BPS menentukan kelayakan sebuah hunian berdasarkan empat komponen utama: ketahanan bangunan, kecukupan luas lantai per kapita, serta akses terhadap air minum dan sanitasi layak. Komponen sanitasi dan ketahanan bangunan masih menjadi sorotan. Amalia menyebut masih ada praktik buang air besar sembarangan di sejumlah provinsi seperti Papua Pegunungan, Papua Tengah, dan Papua Selatan. Selain itu, penggunaan atap asbes yang tidak memenuhi syarat kesehatan masih marak, bahkan sekitar 55 persen rumah di DKI Jakarta menggunakan bahan ini.

Meski masih banyak PR, secara nasional ada kemajuan. Persentase rumah tangga yang memiliki akses terhadap rumah layak huni meningkat dari 68,4 persen pada 2025 menjadi 70,3 persen pada Maret 2026. “Dengan kata lain, sebanyak 70 dari 100 rumah tangga di Indonesia telah memiliki akses terhadap rumah layak huni,” ujar Amalia.

Sebaran dan Respons Pemerintah

Dari sisi sebaran wilayah, perbaikan kualitas hunian terjadi hampir merata. Dari 38 provinsi, sebanyak 37 provinsi mencatatkan penurunan angka rumah tidak layak huni.
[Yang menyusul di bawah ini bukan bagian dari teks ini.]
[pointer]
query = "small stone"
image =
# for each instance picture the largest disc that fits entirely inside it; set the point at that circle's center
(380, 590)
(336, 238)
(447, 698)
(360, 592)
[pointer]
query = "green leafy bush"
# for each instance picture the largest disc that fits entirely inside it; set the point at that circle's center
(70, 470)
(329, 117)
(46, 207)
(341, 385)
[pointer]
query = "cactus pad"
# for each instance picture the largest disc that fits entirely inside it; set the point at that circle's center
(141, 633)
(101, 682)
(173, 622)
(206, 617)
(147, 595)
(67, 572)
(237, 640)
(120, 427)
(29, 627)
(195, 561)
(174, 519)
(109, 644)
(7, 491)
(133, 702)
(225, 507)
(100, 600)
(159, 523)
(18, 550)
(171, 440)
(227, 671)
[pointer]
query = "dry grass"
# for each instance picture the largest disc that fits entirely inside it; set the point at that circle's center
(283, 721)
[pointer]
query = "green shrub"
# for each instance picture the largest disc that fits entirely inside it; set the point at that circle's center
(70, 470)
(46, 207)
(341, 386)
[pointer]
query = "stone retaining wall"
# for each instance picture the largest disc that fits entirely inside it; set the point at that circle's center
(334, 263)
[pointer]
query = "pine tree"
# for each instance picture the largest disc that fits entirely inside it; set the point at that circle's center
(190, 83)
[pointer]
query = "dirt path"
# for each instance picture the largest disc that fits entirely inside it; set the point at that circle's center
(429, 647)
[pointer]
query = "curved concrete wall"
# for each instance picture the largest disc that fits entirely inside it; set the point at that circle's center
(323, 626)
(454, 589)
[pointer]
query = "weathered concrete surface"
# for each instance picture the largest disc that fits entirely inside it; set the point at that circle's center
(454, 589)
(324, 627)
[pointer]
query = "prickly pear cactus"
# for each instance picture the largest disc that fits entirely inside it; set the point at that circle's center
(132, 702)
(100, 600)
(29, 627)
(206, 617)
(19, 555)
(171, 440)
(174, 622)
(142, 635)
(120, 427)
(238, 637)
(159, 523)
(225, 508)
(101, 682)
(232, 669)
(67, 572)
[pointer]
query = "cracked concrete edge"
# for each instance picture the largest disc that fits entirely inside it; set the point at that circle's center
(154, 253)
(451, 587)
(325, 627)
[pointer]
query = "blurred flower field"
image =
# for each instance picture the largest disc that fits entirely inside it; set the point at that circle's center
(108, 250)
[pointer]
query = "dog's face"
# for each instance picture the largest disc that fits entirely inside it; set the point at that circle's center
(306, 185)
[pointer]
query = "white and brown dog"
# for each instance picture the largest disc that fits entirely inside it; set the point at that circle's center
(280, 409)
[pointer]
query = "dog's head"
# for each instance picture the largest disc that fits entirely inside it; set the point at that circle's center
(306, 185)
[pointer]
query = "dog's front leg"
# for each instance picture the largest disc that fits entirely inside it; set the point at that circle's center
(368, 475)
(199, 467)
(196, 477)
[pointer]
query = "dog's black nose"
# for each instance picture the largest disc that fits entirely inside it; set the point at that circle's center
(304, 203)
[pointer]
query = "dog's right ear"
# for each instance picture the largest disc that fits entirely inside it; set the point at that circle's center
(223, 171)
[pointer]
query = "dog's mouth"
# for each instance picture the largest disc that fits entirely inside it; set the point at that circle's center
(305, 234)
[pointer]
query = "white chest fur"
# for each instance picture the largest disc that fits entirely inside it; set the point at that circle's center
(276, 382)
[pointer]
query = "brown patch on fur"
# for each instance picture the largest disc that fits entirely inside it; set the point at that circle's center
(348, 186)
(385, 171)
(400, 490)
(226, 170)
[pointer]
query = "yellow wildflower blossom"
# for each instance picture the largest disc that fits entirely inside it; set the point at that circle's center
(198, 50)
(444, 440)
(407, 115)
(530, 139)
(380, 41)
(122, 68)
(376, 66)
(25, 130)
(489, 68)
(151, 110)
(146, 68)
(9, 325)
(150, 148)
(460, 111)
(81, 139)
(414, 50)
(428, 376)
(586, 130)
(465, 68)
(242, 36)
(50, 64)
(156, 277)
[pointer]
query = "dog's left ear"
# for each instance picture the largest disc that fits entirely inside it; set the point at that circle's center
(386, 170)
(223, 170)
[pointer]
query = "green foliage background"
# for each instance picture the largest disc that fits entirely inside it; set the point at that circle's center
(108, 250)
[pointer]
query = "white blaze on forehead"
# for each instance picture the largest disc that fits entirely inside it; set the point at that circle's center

Jawa Barat menjadi provinsi dengan jumlah backlog 2 tertinggi, sementara Kalimantan Utara menjadi yang terendah dengan hanya sekitar 33 ribu rumah tangga.

Merespons data ini, Menteri Perumahan dan Kawasan Permukiman (PKP) Maruarar Sirait menyebut bahwa masih banyak PR yang harus diselesaikan pemerintah. “Masih banyak rakyat Indonesia yang belum memiliki rumah. Masih jutaan rakyat Indonesia yang rumahnya perlu diperbaiki. Jadi PR kami masih banyak sekali,” ujar Maruarar.

Pemerintah pun mulai bergerak dengan meningkatkan target program Bantuan Stimulan Perumahan Swadaya (BSPS) atau bedah rumah dari 45 ribu menjadi 400 ribu unit pada 2026. Sepanjang Semester I-2026, 88.635 unit rumah tidak layak huni telah mendapat bantuan bedah rumah. Langkah ini dinilai Amalia selaras dengan data statistik yang menunjukkan perlunya percepatan penurunan angka backlog 2.

Di tingkat lokal, program ini mulai diimplementasikan, seperti di Kecamatan Cakung, Jakarta Timur, yang akan mendapat perbaikan 356 unit rumah mulai 18 Agustus 2026. Syarat penerima bantuan juga dipermudah, masa tinggal minimal di RTLH dipangkas dari tiga tahun menjadi satu tahun.